Kimley-Horn began as the partnership of two transportation engineers, Bob Kimley and Bill Horn. Kimley came out of the North Carolina State Highway Commission and had previously worked for the City of Greensboro. Eventually, he would return to government work.
Horn was a highly intuitive, creative engineer—the kind of guy who could sketch the transportation plan for a thousand-acre project in pencil on scrap paper and get it right the first time. He loved to teach and did double duty on the faculty at North Carolina State University while nurturing younger professionals at his firm.
After a year, Bill and Bob invited one of Bill's former grad students to join them. Ed Vick was a creative, energetic problem solver whose technical excellence and genial ways built a very loyal clientele. Over the years, he developed friendships across the nation. The three incorporated in February 1967.

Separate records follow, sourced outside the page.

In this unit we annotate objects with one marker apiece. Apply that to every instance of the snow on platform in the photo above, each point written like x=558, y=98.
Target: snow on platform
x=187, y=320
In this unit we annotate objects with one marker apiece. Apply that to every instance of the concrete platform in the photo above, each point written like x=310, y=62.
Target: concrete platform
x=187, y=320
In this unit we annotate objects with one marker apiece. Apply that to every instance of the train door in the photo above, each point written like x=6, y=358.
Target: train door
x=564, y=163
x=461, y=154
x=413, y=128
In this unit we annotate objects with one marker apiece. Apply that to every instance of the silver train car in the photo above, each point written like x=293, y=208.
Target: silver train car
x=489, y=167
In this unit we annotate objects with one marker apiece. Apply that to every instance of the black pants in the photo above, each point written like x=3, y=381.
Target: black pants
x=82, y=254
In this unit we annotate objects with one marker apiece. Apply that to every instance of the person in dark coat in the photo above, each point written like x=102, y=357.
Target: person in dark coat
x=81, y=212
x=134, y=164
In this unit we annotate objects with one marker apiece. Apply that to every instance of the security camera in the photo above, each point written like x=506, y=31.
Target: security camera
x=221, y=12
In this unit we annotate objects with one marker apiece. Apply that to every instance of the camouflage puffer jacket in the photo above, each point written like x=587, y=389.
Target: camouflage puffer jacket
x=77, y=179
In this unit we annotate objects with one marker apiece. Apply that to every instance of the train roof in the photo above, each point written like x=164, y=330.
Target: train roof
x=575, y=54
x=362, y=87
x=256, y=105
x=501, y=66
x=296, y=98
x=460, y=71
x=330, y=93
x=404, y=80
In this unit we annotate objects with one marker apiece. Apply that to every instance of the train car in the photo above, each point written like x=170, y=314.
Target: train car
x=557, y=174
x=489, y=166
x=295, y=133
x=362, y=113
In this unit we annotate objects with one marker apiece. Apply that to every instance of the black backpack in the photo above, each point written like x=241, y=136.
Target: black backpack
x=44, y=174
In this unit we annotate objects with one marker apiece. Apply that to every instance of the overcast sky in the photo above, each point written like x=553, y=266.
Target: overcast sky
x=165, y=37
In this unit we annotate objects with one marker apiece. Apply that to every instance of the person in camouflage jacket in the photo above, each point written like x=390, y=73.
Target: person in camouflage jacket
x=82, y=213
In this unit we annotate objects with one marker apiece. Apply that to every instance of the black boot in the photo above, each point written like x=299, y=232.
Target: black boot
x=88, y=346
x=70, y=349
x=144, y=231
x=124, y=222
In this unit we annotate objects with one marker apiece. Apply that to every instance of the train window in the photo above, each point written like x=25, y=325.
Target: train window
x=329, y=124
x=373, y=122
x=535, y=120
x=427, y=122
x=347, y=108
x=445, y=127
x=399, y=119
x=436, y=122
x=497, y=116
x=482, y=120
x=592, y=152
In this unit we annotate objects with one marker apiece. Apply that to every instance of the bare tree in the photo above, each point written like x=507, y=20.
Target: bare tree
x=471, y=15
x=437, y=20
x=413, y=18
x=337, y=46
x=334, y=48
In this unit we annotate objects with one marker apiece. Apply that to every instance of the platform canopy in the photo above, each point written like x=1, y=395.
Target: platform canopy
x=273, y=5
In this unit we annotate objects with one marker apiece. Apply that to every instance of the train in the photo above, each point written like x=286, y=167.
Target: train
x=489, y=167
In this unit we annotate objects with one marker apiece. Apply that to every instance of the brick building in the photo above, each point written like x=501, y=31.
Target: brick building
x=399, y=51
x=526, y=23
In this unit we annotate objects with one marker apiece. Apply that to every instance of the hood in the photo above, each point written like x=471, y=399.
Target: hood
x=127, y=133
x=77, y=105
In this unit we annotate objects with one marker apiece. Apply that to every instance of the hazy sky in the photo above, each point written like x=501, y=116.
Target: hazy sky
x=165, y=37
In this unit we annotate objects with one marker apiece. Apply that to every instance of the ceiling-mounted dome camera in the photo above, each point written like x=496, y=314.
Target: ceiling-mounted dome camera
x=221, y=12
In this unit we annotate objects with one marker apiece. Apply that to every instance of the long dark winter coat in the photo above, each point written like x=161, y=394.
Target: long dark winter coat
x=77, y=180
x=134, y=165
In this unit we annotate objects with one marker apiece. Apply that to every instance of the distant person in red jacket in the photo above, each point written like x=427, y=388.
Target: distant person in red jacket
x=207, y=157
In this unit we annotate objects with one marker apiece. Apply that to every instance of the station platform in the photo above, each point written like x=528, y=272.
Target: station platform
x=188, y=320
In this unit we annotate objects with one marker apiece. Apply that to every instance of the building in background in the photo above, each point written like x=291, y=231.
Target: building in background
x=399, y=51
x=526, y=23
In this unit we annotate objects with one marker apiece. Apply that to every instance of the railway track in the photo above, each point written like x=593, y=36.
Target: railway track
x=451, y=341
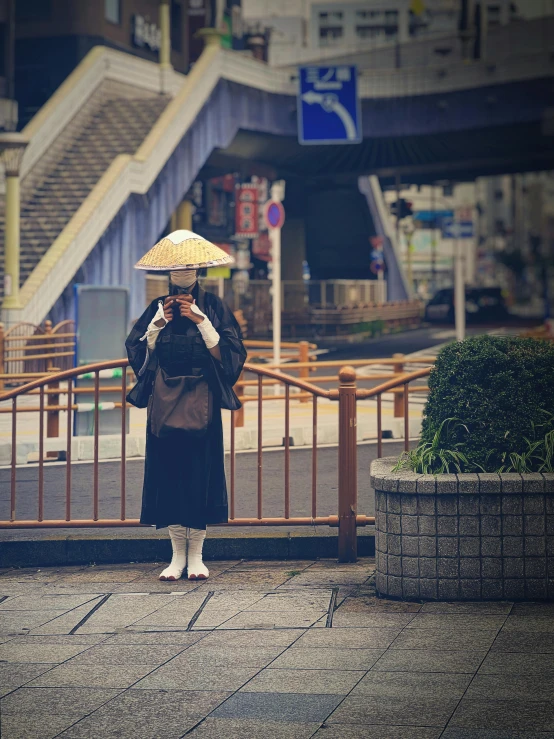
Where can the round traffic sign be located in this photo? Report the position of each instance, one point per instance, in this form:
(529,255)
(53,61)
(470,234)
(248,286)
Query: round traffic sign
(376,266)
(274,214)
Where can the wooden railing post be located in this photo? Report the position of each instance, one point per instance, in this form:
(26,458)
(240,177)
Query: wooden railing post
(304,356)
(239,415)
(48,336)
(398,369)
(53,417)
(2,346)
(348,468)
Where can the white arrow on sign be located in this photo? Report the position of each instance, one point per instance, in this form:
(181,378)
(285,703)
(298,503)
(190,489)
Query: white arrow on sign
(330,103)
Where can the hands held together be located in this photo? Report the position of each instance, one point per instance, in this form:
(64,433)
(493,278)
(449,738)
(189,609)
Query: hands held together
(184,302)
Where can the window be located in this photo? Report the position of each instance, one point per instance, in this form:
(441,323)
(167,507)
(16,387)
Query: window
(33,10)
(330,35)
(176,26)
(112,11)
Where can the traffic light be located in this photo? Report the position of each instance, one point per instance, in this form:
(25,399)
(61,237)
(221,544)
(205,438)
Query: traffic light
(405,208)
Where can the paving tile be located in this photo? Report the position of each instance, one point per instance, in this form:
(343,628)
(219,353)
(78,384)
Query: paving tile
(524,641)
(273,620)
(455,621)
(246,580)
(147,715)
(217,728)
(319,682)
(62,639)
(98,676)
(425,660)
(214,657)
(544,623)
(516,663)
(533,609)
(283,601)
(13,675)
(398,710)
(510,715)
(331,579)
(24,652)
(178,638)
(365,731)
(44,602)
(414,684)
(274,564)
(34,726)
(262,638)
(65,623)
(18,621)
(196,677)
(453,733)
(74,701)
(279,706)
(476,639)
(370,619)
(327,659)
(133,654)
(507,687)
(349,638)
(476,609)
(366,603)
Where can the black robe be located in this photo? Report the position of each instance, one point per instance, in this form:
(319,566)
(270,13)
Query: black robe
(184,475)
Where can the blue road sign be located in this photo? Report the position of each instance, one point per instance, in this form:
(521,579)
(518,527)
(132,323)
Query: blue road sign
(457,230)
(328,106)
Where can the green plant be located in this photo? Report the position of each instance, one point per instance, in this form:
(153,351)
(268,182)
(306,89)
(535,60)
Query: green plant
(437,456)
(500,390)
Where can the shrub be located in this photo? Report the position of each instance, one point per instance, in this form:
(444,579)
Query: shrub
(500,392)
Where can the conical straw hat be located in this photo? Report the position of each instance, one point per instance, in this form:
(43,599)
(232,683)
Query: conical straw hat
(183,250)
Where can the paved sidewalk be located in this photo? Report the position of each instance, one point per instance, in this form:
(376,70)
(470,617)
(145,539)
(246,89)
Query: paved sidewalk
(279,650)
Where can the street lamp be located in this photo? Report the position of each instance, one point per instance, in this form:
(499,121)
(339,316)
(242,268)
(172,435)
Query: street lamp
(12,148)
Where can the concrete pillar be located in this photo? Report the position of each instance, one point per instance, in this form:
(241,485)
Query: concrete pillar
(184,215)
(12,146)
(165,33)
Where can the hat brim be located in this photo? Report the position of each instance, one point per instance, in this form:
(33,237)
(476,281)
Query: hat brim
(193,253)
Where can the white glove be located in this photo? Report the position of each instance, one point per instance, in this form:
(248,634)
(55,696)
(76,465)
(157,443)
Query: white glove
(209,334)
(152,331)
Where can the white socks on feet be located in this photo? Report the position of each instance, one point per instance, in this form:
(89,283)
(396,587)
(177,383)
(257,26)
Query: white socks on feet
(196,569)
(178,536)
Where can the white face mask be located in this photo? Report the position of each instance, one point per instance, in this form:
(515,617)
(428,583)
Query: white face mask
(183,277)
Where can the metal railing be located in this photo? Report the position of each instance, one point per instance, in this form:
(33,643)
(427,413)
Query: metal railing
(28,349)
(347,395)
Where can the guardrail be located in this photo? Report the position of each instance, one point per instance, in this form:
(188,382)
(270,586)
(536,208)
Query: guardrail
(28,350)
(346,517)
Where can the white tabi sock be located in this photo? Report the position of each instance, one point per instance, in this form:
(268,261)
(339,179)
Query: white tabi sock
(178,536)
(196,569)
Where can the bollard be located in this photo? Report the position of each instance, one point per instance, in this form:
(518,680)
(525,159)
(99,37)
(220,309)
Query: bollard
(304,356)
(348,468)
(48,336)
(398,369)
(53,417)
(2,345)
(239,389)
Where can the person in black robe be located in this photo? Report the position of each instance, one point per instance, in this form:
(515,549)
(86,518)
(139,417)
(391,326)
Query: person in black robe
(184,475)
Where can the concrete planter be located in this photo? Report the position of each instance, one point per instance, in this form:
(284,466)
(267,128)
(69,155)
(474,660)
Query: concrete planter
(463,537)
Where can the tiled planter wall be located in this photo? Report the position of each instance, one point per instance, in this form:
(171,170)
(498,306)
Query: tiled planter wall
(463,537)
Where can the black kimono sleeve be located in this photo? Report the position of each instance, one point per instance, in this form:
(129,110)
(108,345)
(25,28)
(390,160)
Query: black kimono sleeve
(233,353)
(139,356)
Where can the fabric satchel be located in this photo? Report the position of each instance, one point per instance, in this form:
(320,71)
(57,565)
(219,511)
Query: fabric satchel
(182,403)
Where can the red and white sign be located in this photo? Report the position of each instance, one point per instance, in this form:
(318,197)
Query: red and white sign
(246,211)
(274,214)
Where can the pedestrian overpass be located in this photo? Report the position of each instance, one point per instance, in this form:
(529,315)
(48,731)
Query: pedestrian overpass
(117,147)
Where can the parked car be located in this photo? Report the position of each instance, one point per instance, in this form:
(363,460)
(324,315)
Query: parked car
(482,304)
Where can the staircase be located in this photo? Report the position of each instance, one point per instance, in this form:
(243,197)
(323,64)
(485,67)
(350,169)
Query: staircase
(114,126)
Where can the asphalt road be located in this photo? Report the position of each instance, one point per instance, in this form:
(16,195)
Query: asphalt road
(245,486)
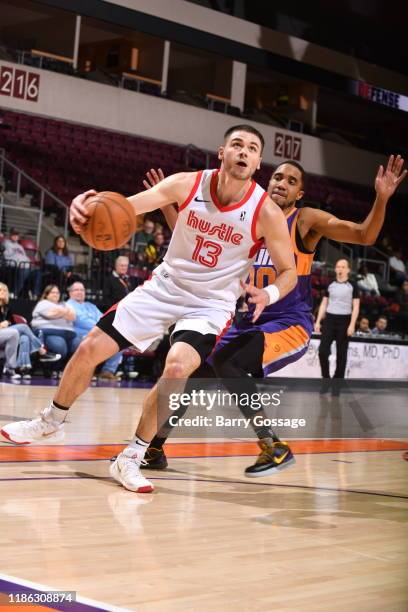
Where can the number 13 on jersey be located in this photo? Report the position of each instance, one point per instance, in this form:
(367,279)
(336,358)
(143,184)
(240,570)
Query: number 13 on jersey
(206,252)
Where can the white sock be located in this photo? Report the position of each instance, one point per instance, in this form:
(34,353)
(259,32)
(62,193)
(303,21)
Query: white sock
(54,413)
(138,445)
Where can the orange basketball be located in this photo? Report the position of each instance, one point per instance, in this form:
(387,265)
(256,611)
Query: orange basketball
(112,222)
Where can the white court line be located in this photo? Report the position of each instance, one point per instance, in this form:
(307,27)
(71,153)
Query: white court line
(42,587)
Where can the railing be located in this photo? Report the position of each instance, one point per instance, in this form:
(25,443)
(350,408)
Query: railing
(18,176)
(341,250)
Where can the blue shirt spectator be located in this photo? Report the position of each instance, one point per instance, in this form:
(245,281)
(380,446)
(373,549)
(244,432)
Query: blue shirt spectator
(86,317)
(59,256)
(87,314)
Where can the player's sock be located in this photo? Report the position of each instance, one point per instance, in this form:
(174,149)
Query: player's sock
(139,446)
(157,442)
(55,412)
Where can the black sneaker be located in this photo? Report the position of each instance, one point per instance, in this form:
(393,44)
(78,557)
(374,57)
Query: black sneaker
(325,386)
(274,457)
(155,459)
(10,373)
(50,357)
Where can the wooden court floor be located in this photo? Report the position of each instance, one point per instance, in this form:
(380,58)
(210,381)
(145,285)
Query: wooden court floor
(328,534)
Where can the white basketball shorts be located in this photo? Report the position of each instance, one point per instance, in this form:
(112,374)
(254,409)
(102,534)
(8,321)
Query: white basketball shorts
(146,314)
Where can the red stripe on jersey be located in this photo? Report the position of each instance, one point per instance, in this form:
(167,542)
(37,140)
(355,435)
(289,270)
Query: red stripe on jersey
(256,215)
(255,248)
(221,208)
(192,192)
(114,307)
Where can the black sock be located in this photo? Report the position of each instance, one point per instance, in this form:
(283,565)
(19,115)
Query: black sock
(157,442)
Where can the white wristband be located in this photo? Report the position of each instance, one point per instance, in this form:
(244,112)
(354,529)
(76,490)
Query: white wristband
(273,293)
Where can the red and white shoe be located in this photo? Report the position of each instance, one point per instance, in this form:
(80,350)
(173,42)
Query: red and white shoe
(34,430)
(126,470)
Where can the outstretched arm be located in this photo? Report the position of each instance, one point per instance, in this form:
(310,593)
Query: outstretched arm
(174,188)
(170,211)
(321,314)
(273,228)
(324,224)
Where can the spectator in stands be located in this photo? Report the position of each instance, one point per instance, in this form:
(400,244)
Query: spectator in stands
(9,338)
(385,243)
(86,317)
(145,235)
(53,323)
(16,258)
(363,327)
(59,262)
(339,308)
(380,326)
(397,266)
(28,344)
(155,251)
(118,284)
(401,299)
(367,281)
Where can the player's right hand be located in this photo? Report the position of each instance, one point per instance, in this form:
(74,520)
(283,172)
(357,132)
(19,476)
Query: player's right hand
(153,178)
(78,212)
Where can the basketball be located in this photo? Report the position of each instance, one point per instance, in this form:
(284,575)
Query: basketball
(112,222)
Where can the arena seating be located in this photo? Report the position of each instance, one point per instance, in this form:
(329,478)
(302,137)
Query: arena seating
(67,158)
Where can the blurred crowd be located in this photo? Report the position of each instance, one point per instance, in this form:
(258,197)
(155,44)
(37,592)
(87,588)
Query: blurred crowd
(62,315)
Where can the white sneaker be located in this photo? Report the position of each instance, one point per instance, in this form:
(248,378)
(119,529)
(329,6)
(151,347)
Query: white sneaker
(35,430)
(126,470)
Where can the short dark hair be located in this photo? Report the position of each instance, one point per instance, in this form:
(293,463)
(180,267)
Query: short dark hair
(343,259)
(295,164)
(244,127)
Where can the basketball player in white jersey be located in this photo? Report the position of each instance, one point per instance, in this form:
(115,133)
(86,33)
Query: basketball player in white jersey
(223,215)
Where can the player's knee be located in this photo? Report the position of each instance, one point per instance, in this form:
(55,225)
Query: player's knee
(175,368)
(88,351)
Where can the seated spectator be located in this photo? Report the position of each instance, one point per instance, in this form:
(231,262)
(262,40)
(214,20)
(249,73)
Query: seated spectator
(143,237)
(401,298)
(86,317)
(16,257)
(155,251)
(397,267)
(53,323)
(118,284)
(367,281)
(363,327)
(380,326)
(59,262)
(28,343)
(9,339)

Steady growth marked the firm's development through the 1970s and 1980s, with new disciplines being added as new specialists joined the firm. Those specialists—practice builders, we still call them—are given tremendous freedom and corporate support for building their own enterprise within the enterprise. Once a practice builder is on board, he or she can draw on the full resources of the firm to make their practice work.
The number of shareholders also steadily grew, as Bob, Bill, and Ed made ownership available to other members of the firm. It was just plain good business, Ed would say in later years. "If I'd held on to my one-third share, it wouldn't have been worth nearly as much" as his shares became worth after several splits, thanks to the firm's growth.
Starting in the 1990s, ambitious annual and five-year goals fueled the always competitive staff to new achievements. The firm leaped from an ENR ranking of 105 in 1990 to 36 in 2009. It became the nation's leading engineering firm for multi-family residential and retail properties. The firm doubled in size twice in a decade.
The impending retirement of the last founder in 2001 sparked healthy introspection about what should never change. Five core values and a core purpose were identified. Our business exists, above all, to provide an environment for our people to flourish. But inextricably interwoven are the values of honesty, integrity, and ethics; exceptional client service; high expectations; sharing and caring; and sustained profitability.
Those values and purpose aren't new. In fact, they go all the way back to Bob Kimley and Bill Horn. Our circumstances change, but our character remains the same. And as we move through a new millennium, that just seems right.